Di zaman PerangDunia II dan zaman Jepang, Pulau Tujuh termasuk pusat pertempuran yang penting dan steategis . Baik di mata Jepang maupun sekutu . Kota Tarempa di Siantan di bom Jepang seminggu setelah bom jatuh di Pearl Harbour. Pulau Subi di bom dan kemudian dijadikan pangkalan angkatan udara Jepang untuk menyerang Kalimantan Utara ( borneo utara ) , Filipina dan daratan asia selatan , seperti Burma dan Kamboja. Di laut pulau Senoa banyak kapal perang yang tenggelam atau kandas menabrak karang, salah satu adalah sebuah kapal perang Rusia.

Di era NKRI, pulau Tujuh menjadi sebuah kewedanaan dan masuk kabupaten Kepulauan Riau , Propinsi Sumatera Tengah. Kemudian tahun 1958, menjadi bahagian propinsi Riau yang beribukota di Pekanbau. Tahun 1966, status kewedanaan dihapus dan Pulau Tujuh berada dalam wilayah kabupaten Kepulauan Riau , dengan 7 kecamatan , karena Bunguran jadi dua kecamatan , Bunuran Timur fan Bunguran Barat. Sementara Tambelan gabung ke Tanjungpinang.

Tahun 1999 , setelah mubes Rakyat Kepri di Tabjungpinanf, yang menuntut agar Kepri menjadi propinsi sendiri dan lepas propinsi Riau , dan eks kewedanaan menjadi kabupaten sendiri , Pulau Tujuh menjadi kabupaten. Tapi namanya kabupaten Natuna , bukan Pulau Tujuh meskioun wilayah administratif pemerintahannya adalah wilayah ejs kewedanaan Pulau Tujuh. Nama Pulau Tujuh tinggal sejarah.

Tahun 2008, kabupaten Natuna dimekarkan lagi, menjadi Natuna dgn ibukotanya Ranai, dan Anambas dgn ibukotanya, Tarempa . Tujuh pulau besar yang dulu jadi kedudukan Datuk Kaya, menjadi kecamatan. Suantan san Jemaja masuk Anamvas, sementara Bunguran Timur , Bunguran Barat, Serasan, Subi dan Mudai masuk Natuna. Sedangkan Tambelan tetap masuk kabupaten Kepri.

Sejarah Natuna ini memang panjang . Paling tidak sudah 14 abad, jika dicatat dari kedatangan I Tsing. Meskipun pulau itu baru didiami tahun 1200 ketika jejak pendatang dari Siam dan Campa sampai di pulau ini. Mungkin penduduk asli orang Melayu sudah ada di sini. Baik berdasarkan tiori lama, karena Natuna dekat dengan Indo Cina dari mana, bangsa melayu dikatakan berasal. Maupun teori baru tentang Benya Sunda darimana bangsa melayu sudah ujud 2000 tahun sebelum masehi.

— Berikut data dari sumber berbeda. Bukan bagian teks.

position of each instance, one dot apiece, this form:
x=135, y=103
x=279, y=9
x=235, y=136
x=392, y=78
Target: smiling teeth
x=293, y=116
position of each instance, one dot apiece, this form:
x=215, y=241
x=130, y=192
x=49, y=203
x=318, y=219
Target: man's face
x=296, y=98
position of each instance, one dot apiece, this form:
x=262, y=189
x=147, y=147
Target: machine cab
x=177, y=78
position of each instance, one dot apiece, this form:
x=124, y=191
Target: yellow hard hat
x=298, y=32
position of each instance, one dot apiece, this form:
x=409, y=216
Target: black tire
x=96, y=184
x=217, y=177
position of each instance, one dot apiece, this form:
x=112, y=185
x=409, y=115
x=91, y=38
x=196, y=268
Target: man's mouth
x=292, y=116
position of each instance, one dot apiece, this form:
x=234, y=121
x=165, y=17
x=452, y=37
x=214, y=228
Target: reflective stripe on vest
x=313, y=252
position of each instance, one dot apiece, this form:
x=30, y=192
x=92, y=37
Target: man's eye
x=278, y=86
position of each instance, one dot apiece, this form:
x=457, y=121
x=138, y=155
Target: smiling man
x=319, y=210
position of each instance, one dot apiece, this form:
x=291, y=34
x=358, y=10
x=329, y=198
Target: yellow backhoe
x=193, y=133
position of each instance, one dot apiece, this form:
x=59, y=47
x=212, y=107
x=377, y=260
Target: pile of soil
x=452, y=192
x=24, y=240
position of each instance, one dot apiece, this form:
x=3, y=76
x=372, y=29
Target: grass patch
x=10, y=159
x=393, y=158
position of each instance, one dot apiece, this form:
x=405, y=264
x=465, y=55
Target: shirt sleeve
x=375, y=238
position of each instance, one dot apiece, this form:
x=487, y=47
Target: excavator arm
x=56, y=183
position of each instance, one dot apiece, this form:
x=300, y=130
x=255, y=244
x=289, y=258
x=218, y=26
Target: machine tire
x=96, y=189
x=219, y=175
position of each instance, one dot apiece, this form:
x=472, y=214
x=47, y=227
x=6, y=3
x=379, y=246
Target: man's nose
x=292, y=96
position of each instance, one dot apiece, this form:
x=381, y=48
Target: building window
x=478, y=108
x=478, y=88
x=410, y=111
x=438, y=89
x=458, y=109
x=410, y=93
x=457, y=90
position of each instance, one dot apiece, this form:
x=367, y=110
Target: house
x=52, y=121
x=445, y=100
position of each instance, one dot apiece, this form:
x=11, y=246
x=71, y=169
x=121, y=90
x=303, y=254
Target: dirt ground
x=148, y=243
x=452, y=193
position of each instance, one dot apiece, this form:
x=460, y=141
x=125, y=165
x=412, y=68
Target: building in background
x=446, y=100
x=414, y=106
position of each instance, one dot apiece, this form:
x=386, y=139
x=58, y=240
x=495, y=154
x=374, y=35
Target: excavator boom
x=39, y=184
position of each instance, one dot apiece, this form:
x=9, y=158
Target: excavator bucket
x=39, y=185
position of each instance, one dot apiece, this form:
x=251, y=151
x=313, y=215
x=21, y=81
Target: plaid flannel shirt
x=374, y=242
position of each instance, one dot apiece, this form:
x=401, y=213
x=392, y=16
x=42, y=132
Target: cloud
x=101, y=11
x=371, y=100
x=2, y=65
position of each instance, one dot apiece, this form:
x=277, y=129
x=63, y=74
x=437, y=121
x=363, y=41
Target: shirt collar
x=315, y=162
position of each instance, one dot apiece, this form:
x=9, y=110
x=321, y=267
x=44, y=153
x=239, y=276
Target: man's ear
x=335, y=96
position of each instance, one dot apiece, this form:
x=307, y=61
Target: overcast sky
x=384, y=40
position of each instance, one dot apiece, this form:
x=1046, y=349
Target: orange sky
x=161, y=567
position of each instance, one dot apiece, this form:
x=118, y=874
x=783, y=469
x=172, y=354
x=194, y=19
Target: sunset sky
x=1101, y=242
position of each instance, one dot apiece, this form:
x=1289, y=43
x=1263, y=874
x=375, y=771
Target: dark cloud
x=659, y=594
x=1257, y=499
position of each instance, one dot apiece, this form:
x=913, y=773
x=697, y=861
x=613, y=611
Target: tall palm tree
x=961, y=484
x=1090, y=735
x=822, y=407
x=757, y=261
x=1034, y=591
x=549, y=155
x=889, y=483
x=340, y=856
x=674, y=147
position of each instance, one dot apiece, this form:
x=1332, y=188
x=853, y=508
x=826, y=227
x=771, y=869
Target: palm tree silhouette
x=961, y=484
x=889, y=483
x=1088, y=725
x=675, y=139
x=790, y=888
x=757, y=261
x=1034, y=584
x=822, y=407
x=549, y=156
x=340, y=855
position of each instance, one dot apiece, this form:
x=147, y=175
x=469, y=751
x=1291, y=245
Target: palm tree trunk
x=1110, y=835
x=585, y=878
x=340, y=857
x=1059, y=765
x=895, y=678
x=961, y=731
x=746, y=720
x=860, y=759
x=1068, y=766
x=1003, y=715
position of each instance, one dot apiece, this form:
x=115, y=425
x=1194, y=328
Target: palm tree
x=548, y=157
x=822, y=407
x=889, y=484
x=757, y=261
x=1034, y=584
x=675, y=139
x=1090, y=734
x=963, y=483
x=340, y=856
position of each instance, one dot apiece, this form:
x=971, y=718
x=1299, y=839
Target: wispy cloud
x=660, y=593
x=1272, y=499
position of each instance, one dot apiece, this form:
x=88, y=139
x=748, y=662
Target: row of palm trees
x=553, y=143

Dan sejarah panjang ini memang harus ditulis, karena ini merupakan dekumen penting untuk membuktikan Natuna ini memang wilayah Indonesia. Hanya bukti dan cerita sejarah ( historic title ) yang dapat dipakai sebagai bukti kuat dalam menghadapi sengketa dan klaim negara lain, jika terjadi sengketa, mengingat rawannya Laut Natuna utara sebagai kawasan konflik politik.

Memang sudah ada buku sejarah tentang Natuna dan kawasan pulau tujuh yang ditulis, salah satunya “ Sejarah Wilayah Perbatasan Kepulauan Natuna, Mutiara di Ujung Utara ( Djoko Marihandono dkk ), terbitan Direktorat Sejarah , Ditjen Kebudayaan, Kemendikbud, 2019, disamping buku sejarah tempatan seperti yang ditulis Wan Tarhusin dll, ( 2004 ), meskipun buku buku itu harus dibaca dengan hati hati dan kritis, serta harus bersandar pada kesadaran bahwa sejarah Natuna dan Pulau Tujuh adalah bahagian dari sejarah Kepulauah Riau, bahagian dari sejarah Kesultanan Riau dan sejarah Indonesia, sejarah Nusantara.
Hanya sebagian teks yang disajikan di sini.